Who wins here? Developers that have already solved sub-$450 cost structures, or believe they can demonstrate it in two to four years on state funds plus their own capital match. The voluntary carbon market, which now values verified DAC at $400 to over $1,000 per metric ton, rewards this move directly, higher volumes of California-certified removal at lower costs drive down the market-wide price and expand institutional buyers' ability to purchase. California's climate targets under the 2022 Climate Crisis Act demand an 85 percent emissions cut below 1990 levels by 2045, with carbon neutrality achieved by then. The California Air Resources Board concluded in its 2022 Scoping Plan that mechanical carbon dioxide removal, including DAC, is non-negotiable to hit that target. This solicitation is not aspirational. It is arithmetic.

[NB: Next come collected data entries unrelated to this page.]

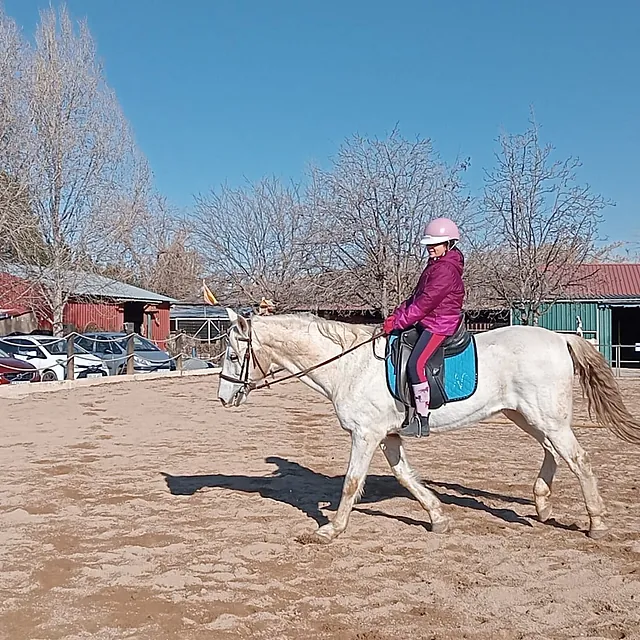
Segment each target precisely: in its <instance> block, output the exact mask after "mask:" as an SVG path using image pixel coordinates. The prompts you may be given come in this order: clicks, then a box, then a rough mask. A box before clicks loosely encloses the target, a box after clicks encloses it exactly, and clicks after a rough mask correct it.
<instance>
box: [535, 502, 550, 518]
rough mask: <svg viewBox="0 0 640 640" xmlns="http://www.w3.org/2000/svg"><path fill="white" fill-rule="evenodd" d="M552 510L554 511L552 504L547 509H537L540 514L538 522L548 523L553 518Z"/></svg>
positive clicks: (538, 515)
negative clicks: (538, 521)
mask: <svg viewBox="0 0 640 640" xmlns="http://www.w3.org/2000/svg"><path fill="white" fill-rule="evenodd" d="M552 510H553V509H552V507H551V505H550V504H548V505H547V506H546V507H543V508H541V509H536V511H537V513H538V520H540V522H546V521H547V520H548V519H549V518H550V517H551V511H552Z"/></svg>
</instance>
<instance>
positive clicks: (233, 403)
mask: <svg viewBox="0 0 640 640" xmlns="http://www.w3.org/2000/svg"><path fill="white" fill-rule="evenodd" d="M227 313H228V315H229V320H230V321H231V326H230V327H229V331H228V333H227V350H226V352H225V354H224V359H223V361H222V372H221V373H220V384H219V386H218V399H219V400H220V402H221V403H222V405H223V406H224V407H237V406H239V405H241V404H242V403H243V402H245V401H246V399H247V395H248V386H247V385H248V383H249V374H250V371H249V370H250V368H251V342H250V341H251V326H250V324H249V322H248V321H247V319H246V318H243V317H242V316H239V315H238V314H237V313H236V312H235V311H233V309H227Z"/></svg>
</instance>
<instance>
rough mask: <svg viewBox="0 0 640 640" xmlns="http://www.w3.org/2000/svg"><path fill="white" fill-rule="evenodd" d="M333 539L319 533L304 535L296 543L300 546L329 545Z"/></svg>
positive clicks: (298, 538)
mask: <svg viewBox="0 0 640 640" xmlns="http://www.w3.org/2000/svg"><path fill="white" fill-rule="evenodd" d="M331 540H332V538H329V537H328V536H325V535H322V534H321V533H318V532H317V531H314V532H313V533H303V534H302V535H299V536H298V537H297V538H296V542H298V543H300V544H329V543H330V542H331Z"/></svg>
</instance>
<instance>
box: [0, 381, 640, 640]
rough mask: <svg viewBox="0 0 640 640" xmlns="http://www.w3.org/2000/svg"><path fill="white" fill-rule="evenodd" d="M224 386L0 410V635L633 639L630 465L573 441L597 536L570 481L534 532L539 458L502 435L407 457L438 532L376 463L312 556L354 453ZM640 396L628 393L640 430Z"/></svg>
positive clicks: (310, 426)
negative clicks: (319, 534)
mask: <svg viewBox="0 0 640 640" xmlns="http://www.w3.org/2000/svg"><path fill="white" fill-rule="evenodd" d="M216 384H217V381H216V380H212V379H207V380H203V379H191V380H177V379H174V380H160V381H154V382H136V383H123V384H119V385H112V386H106V387H93V388H86V389H74V390H71V391H62V392H58V393H51V394H42V395H37V396H31V397H28V398H22V399H0V403H1V404H0V424H1V427H2V428H1V431H0V445H1V447H0V482H1V484H0V487H1V495H2V500H1V503H0V545H1V546H0V572H1V573H0V596H1V597H0V637H2V638H7V639H11V640H21V639H28V640H35V639H53V638H60V639H62V638H64V639H66V640H71V639H81V638H82V639H84V638H87V639H88V638H92V639H96V640H106V639H111V638H113V639H116V638H117V639H120V638H140V639H153V640H163V639H173V638H180V639H181V640H191V639H198V640H200V639H206V638H215V639H220V640H226V639H231V638H265V639H267V638H269V639H271V638H283V639H297V638H304V639H305V640H310V639H315V638H344V639H345V640H385V639H387V638H390V639H392V638H393V639H395V638H397V639H400V638H403V639H405V638H430V639H439V640H444V639H449V638H450V639H460V638H468V639H480V638H487V639H488V638H491V639H505V640H506V639H509V640H511V639H525V638H526V639H533V638H545V639H548V638H577V637H580V638H617V639H620V638H640V509H638V506H639V505H638V502H639V494H640V491H639V489H640V448H634V447H633V446H631V445H627V444H625V443H623V442H621V441H618V440H616V439H615V438H614V437H613V436H612V435H610V434H608V433H607V432H606V431H603V430H593V429H579V430H578V437H579V438H580V440H581V441H582V443H583V444H584V445H585V446H586V447H587V449H588V450H589V452H590V453H591V455H592V459H593V464H594V467H595V469H596V471H597V474H598V476H599V479H600V486H601V489H602V493H603V496H604V498H605V500H606V501H607V503H608V507H609V511H610V516H609V523H610V524H611V525H612V527H613V529H612V534H611V536H610V537H609V538H608V539H606V540H604V541H600V542H593V541H591V540H589V539H587V538H586V537H585V535H584V530H585V527H586V524H587V518H586V513H585V510H584V506H583V503H582V499H581V498H580V495H579V487H578V484H577V482H576V480H575V479H574V477H573V476H572V475H571V474H570V473H569V471H568V470H567V469H566V467H563V468H562V469H561V471H560V474H559V477H558V479H557V482H556V485H555V489H556V493H555V511H554V514H555V520H552V521H551V522H550V523H547V524H541V523H539V522H537V521H536V518H535V516H534V513H535V511H534V508H533V505H532V503H531V500H530V495H531V487H532V484H533V481H534V478H535V475H536V473H537V471H538V467H539V464H540V462H541V459H542V452H541V450H540V449H539V448H538V446H537V445H536V444H535V443H534V442H533V440H531V439H530V438H529V437H527V436H525V435H523V434H521V433H520V432H519V431H518V429H517V428H515V427H512V426H505V425H497V426H495V425H494V426H478V427H474V428H471V429H468V430H465V431H461V432H458V433H454V434H449V435H441V436H434V437H431V438H429V439H428V440H424V441H420V442H415V441H414V442H410V443H409V444H408V449H409V454H410V458H411V460H412V462H413V464H414V466H415V467H416V468H417V469H418V470H419V472H420V473H421V474H422V477H423V478H424V479H425V480H426V482H427V483H428V484H429V486H430V487H431V488H432V489H433V490H434V491H436V492H437V493H438V494H439V495H440V497H441V499H442V500H443V501H444V503H445V504H446V510H447V513H449V514H450V515H451V516H453V518H454V519H455V528H454V530H453V531H452V532H451V533H449V534H446V535H434V534H431V533H429V531H428V526H427V525H426V523H427V518H426V514H425V513H424V512H423V511H422V510H421V508H420V506H419V505H418V503H417V502H416V501H414V500H413V499H411V498H410V497H409V496H408V494H407V493H406V492H405V491H404V490H403V489H402V488H401V487H400V486H399V485H398V484H397V483H396V481H395V479H393V478H392V477H391V476H390V471H389V469H388V467H387V466H386V463H385V461H384V459H383V457H382V455H381V454H377V455H376V458H375V460H374V464H373V466H372V469H371V475H370V477H369V479H368V480H367V485H366V491H365V495H364V497H363V500H362V502H361V504H360V505H359V506H358V507H357V510H356V511H355V512H354V514H353V517H352V520H351V523H350V526H349V528H348V529H347V531H346V532H345V533H344V534H343V535H342V536H341V537H340V538H338V539H337V540H336V541H335V542H334V543H333V544H331V545H327V546H315V545H303V544H300V543H299V542H297V541H296V537H297V536H300V535H301V534H303V533H307V532H310V531H312V530H313V529H314V528H315V526H316V524H317V523H318V522H320V523H323V522H326V520H327V516H328V515H331V513H332V511H333V510H334V509H335V506H336V504H337V499H338V496H339V492H340V487H341V483H342V477H341V475H342V474H343V473H344V470H345V465H346V461H347V458H348V439H347V436H346V435H345V434H344V433H343V432H342V431H341V430H340V429H339V428H338V426H337V423H336V420H335V417H334V415H333V413H332V410H331V406H330V405H329V404H328V403H327V402H326V401H324V400H323V399H322V398H320V396H318V395H315V394H313V393H312V392H311V391H309V390H308V389H307V388H306V387H304V386H303V385H302V384H301V383H298V382H293V383H290V384H287V385H283V386H282V388H278V389H277V390H273V391H266V392H262V393H260V394H258V393H256V394H254V395H253V397H252V398H251V400H250V402H249V404H247V405H245V406H244V407H243V408H242V409H240V410H223V409H222V408H221V407H220V406H219V405H218V404H217V401H216V400H215V393H216ZM639 389H640V388H639V386H638V383H637V382H636V383H633V382H631V381H625V382H623V390H624V393H625V397H626V398H627V401H628V403H629V406H630V408H631V409H632V410H633V411H634V413H635V414H636V415H638V413H640V393H639ZM578 420H580V416H578Z"/></svg>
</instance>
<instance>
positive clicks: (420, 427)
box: [398, 413, 431, 438]
mask: <svg viewBox="0 0 640 640" xmlns="http://www.w3.org/2000/svg"><path fill="white" fill-rule="evenodd" d="M398 433H399V434H400V435H401V436H408V437H413V438H426V437H427V436H428V435H429V433H431V427H429V416H421V415H420V414H419V413H414V414H413V416H411V418H410V419H409V420H408V421H407V420H405V421H404V423H403V424H402V427H400V431H398Z"/></svg>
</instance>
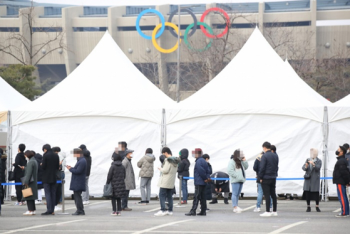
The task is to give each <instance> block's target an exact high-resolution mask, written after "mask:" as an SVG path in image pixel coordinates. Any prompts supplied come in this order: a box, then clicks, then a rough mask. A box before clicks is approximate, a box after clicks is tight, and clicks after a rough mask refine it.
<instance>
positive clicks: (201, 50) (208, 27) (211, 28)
mask: <svg viewBox="0 0 350 234" xmlns="http://www.w3.org/2000/svg"><path fill="white" fill-rule="evenodd" d="M197 25H202V26H204V27H206V28H207V29H208V31H209V32H210V33H211V34H212V35H214V32H213V29H212V28H211V27H210V26H209V25H207V24H206V23H204V22H197ZM193 26H194V23H192V24H190V25H188V27H187V28H186V31H185V34H184V41H185V44H186V45H187V47H188V48H189V49H190V50H194V51H197V52H204V51H206V50H208V49H209V48H210V47H211V43H212V42H213V39H212V38H211V39H210V42H209V43H208V45H207V46H206V47H205V48H204V49H194V48H192V46H191V45H190V43H189V42H188V33H189V31H190V29H191V28H192V27H193Z"/></svg>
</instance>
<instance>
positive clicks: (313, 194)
mask: <svg viewBox="0 0 350 234" xmlns="http://www.w3.org/2000/svg"><path fill="white" fill-rule="evenodd" d="M317 156H318V150H317V149H310V158H308V159H306V162H305V164H304V165H303V167H302V169H303V171H305V173H306V174H305V175H308V176H307V177H304V178H305V180H304V192H305V196H306V204H307V209H306V212H311V207H310V201H311V200H315V201H316V211H317V212H321V210H320V208H319V201H320V182H321V167H322V161H321V159H319V158H318V157H317Z"/></svg>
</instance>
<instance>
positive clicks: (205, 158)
mask: <svg viewBox="0 0 350 234" xmlns="http://www.w3.org/2000/svg"><path fill="white" fill-rule="evenodd" d="M202 158H204V159H210V156H209V155H208V154H203V156H202Z"/></svg>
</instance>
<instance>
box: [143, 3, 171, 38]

Here is what is actually happening: DAC is transitioning from 'will federal policy ever support this' to 'which state will fund the first commercially viable hubs.' The federal 45Q credit will persist, but the Trump administration's cancellation of ARCHES and the South Texas hub signals that large-scale DAC infrastructure depends on state capital and private willingness to deploy without guaranteed federal support. California is moving first, with hard cost targets, community engagement requirements, and a clear signal that it expects TRL 6+ technology. This is not a hedge. This is a bet that DAC costs are already low enough to be infrastructure-competitive, and that California will be the proof. If these projects hit their targets and hit them in California, the voluntary carbon market will react immediately, lower verified removal costs drive higher institutional purchasing. If they do not hit targets, the sector learns which technology pathways actually work at scale. Either way, DAC stops being theoretical.
Watch three things. First, the pre-application workshop on May 21, the companies that show up and register with letters of intent will reveal which DAC vendors believe they can hit $450 per metric ton in California. Second, the actual applications due in July, the technological claims, the cost breakdowns, and the community partnerships will tell you whether California found genuinely pre-commercial projects or aspirational ones. Third, and most important, track the federal litigation over ARCHES. If California's state-level funding proves more reliable than federal policy, you will see other states (Texas, Colorado, New York) launching similar solicitations within six months. DAC will have moved from a federal dependence game to a state-by-state infrastructure competition.